What are we compensating for?

On Jan 30, 2013 while the country stood in silence as a mark of respect to the father of the nation on his 65th death anniversary, a gazette notification was passed which could mean the death of good quality serious clinical research in India. It definitely means the death of reasoning, the death of stakeholder engagement when after a year of deliberations and receiving suggestions from at least 32 organizations, they were summarily dismissed and not incorporated in the notification, which is now law. The ethical clinical research industry is faced with a Hobson’s choice, “the necessity of accepting one of two or more equally objectionable alternatives.”

To continue doing clinical trials in the light of the gazette notification, means being not compliant to the law, because some of the provisions are difficult, well nigh impossible, to implement. To stop doing clinical trials, both ongoing and in the future, would mean being morally unethical as it won’t be in patient and public interest.

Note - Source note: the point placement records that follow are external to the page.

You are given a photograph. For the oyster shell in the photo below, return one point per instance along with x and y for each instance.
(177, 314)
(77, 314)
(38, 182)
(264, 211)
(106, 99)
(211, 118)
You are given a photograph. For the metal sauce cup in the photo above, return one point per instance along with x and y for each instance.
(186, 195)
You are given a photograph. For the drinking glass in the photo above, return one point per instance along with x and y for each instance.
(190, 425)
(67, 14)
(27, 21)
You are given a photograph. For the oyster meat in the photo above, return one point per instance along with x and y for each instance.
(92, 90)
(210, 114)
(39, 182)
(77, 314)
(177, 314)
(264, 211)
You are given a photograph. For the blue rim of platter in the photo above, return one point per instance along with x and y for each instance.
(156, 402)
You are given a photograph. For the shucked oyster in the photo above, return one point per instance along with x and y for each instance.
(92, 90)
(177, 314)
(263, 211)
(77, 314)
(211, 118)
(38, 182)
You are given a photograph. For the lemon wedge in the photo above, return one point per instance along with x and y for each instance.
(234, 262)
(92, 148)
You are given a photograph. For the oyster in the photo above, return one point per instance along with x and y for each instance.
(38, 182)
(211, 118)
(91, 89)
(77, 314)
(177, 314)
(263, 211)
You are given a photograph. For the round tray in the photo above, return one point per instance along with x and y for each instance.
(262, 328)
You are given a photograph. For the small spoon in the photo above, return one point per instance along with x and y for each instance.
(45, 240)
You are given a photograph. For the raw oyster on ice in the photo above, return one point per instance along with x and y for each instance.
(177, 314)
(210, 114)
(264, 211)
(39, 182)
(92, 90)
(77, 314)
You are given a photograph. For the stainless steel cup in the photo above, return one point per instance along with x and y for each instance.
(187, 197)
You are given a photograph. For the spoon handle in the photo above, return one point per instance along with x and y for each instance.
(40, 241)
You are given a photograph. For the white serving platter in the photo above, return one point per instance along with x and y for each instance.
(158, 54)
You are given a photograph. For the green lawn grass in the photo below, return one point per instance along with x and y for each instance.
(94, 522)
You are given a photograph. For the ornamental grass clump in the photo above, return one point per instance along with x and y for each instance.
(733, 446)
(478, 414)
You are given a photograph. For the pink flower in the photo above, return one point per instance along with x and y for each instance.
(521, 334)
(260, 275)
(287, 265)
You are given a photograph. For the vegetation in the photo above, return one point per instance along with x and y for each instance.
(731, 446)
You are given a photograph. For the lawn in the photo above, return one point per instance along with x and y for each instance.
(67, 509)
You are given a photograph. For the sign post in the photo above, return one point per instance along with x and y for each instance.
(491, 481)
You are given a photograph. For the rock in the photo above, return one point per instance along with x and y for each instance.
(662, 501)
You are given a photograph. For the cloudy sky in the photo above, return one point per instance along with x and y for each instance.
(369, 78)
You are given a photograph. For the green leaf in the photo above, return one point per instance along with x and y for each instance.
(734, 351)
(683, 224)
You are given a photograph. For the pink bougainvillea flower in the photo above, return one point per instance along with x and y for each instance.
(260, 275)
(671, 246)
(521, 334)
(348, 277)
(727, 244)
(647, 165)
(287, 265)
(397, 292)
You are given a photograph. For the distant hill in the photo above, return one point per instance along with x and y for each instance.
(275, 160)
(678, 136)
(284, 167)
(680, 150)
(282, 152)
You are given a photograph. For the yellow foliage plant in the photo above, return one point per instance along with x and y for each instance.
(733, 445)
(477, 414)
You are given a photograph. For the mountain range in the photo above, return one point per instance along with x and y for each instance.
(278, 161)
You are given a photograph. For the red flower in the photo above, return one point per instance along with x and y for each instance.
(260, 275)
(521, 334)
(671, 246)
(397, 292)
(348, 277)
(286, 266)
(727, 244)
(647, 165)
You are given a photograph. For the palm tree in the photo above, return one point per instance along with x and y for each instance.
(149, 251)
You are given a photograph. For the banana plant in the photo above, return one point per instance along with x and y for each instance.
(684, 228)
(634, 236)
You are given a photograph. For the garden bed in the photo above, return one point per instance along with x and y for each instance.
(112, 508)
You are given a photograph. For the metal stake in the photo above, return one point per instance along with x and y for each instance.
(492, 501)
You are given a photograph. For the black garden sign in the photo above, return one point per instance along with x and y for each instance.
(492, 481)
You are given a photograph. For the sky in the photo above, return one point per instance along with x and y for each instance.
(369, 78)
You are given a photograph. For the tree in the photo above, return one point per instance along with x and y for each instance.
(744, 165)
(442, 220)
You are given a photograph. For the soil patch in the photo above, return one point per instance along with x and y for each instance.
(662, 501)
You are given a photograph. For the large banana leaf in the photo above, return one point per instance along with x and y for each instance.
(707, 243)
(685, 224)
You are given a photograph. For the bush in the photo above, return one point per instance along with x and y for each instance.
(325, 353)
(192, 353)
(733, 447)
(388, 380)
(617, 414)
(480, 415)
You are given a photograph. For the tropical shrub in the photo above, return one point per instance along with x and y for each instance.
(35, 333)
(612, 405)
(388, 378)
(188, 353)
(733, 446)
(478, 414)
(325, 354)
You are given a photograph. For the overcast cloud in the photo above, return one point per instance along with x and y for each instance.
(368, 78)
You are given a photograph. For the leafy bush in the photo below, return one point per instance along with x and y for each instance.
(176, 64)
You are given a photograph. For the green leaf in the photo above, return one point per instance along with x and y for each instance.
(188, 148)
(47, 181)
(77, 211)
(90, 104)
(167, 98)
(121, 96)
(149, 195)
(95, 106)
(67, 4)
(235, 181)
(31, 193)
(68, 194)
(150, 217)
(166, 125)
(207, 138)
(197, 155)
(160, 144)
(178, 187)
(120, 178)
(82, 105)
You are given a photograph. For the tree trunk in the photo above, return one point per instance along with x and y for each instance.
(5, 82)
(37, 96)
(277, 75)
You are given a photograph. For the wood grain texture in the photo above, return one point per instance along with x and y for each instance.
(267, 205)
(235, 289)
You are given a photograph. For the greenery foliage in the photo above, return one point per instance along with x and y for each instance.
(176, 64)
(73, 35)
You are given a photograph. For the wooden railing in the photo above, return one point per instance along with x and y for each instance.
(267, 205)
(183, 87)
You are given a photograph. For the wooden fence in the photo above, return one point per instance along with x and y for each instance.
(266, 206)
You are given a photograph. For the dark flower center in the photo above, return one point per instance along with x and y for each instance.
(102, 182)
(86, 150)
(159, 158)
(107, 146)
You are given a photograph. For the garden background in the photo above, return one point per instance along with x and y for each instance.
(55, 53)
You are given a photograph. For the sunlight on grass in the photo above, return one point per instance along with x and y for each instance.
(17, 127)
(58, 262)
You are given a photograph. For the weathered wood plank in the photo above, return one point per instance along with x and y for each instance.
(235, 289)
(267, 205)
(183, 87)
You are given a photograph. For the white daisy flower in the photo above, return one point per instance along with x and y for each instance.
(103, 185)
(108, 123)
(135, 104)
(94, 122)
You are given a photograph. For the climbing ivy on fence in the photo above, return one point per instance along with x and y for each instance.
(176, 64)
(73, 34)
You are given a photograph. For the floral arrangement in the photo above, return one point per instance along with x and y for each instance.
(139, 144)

So what will they do? The way I see it, good quality clinical research by the serious players will continue as patient and public interest is at the heart of what they do. They will face such water cannons, tear gas, and other unreasonable measures but they will soldier on in the interest of patients and the public. But they will not litigate. After all, public interest litigations (PILs) are filed not necessarily in the interest of the public. This industry believes in being industrious, hard working, and committed to the unmet medical and clinical needs of the people who are eligible to be included in clinical trials so that they can serve an altruistic purpose of doing good for the larger community.

What is so abominable about this notification? In the first place, let us understand that compensation is not applicable as a blanket provision in the world of good quality serious ethical clinical research as participants are fully informed, fully comprehend, and only then make a volitional decision to enter the trial. If they suffer from an adverse event related to this participation they are medically managed free of cost. Patients are insured and investigators are indemnified. Despite this, if there are reasonable and justifiable grounds for compensation, the same is done. Per section 2.4.7 of the Indian Good Clinical (Research) Practice (GCP) guidelines, if the clinical trial related injury is deemed related to the study or drug, and is endorsed by the ethics committee, the event is compensable and sponsors have compensated, although in many cases the patient’s relatives, investigators and ethics committee members have wondered why is the sponsor doing so when the patient was well looked after by the sponsor.

There are other reasons to believe that this notification was hastily passed perhaps as a knee jerk reaction to the Supreme Court diktat that either clinical trials need to be stopped or overseen by the Health Secretary to assure that participant rights, safety and well-being are monitored. The notification seems legally untenable and there seem to be internal and external inconsistencies. Some provisions are not feasible to implement. For example, it is mentioned that from the day of serious adverse event (SAE) occurrence the sponsor and investigator need to report to the DCGI’s office within 24 hours and submit a detailed analysis of the same within 10 days. Often one comes to know of the event 10 days after occurrence. It is reported immediately but by this notification one is already non-compliant. Is the DCGI’s office geared for e reporting of SAEs? It should have been worded as from the day one comes to know of the SAE, not from the day of its occurrence. Changes to informed consent forms, contractual changes, getting fresh approvals both internally and from ethics committees will pose operational challenges which can even take as long as 6 to 12 months.

The notification states that medical management of any injury needs to be paid for, for an indefinite period, even if not related to the trial. For example, a participant while traveling to a clinical trial site, has a road accident, and will now need to be medically managed free of cost for the life of that patient. Such blanket provisions do not exist in any part of the world, both developed and developing, emerging and emerged. So is India somewhere in between? Compensation for lack of efficacy or intended therapeutic benefit of the investigational product goes against the basics of clinical research. Sometimes patients do not respond even to approved and marketed products. Use of placebo is generally done as an add-on to current standard of care. Why should a sponsor have to compensate if there is wilful negligence or protocol violation on the part of the investigator? The sponsor does select the investigator, trains him and his team, monitors and oversees the trial conduct with a clinical research associate, quality standards manager and auditor, plus the US FDA, EMEA and the Japanese MOH inspect some sites. Even if the DCGI’s office is unable to monitor, even if ethics committees don’t have the time to oversee, the industry does a very thorough job of monitoring and its standard operating procedures are stricter than any law of the land.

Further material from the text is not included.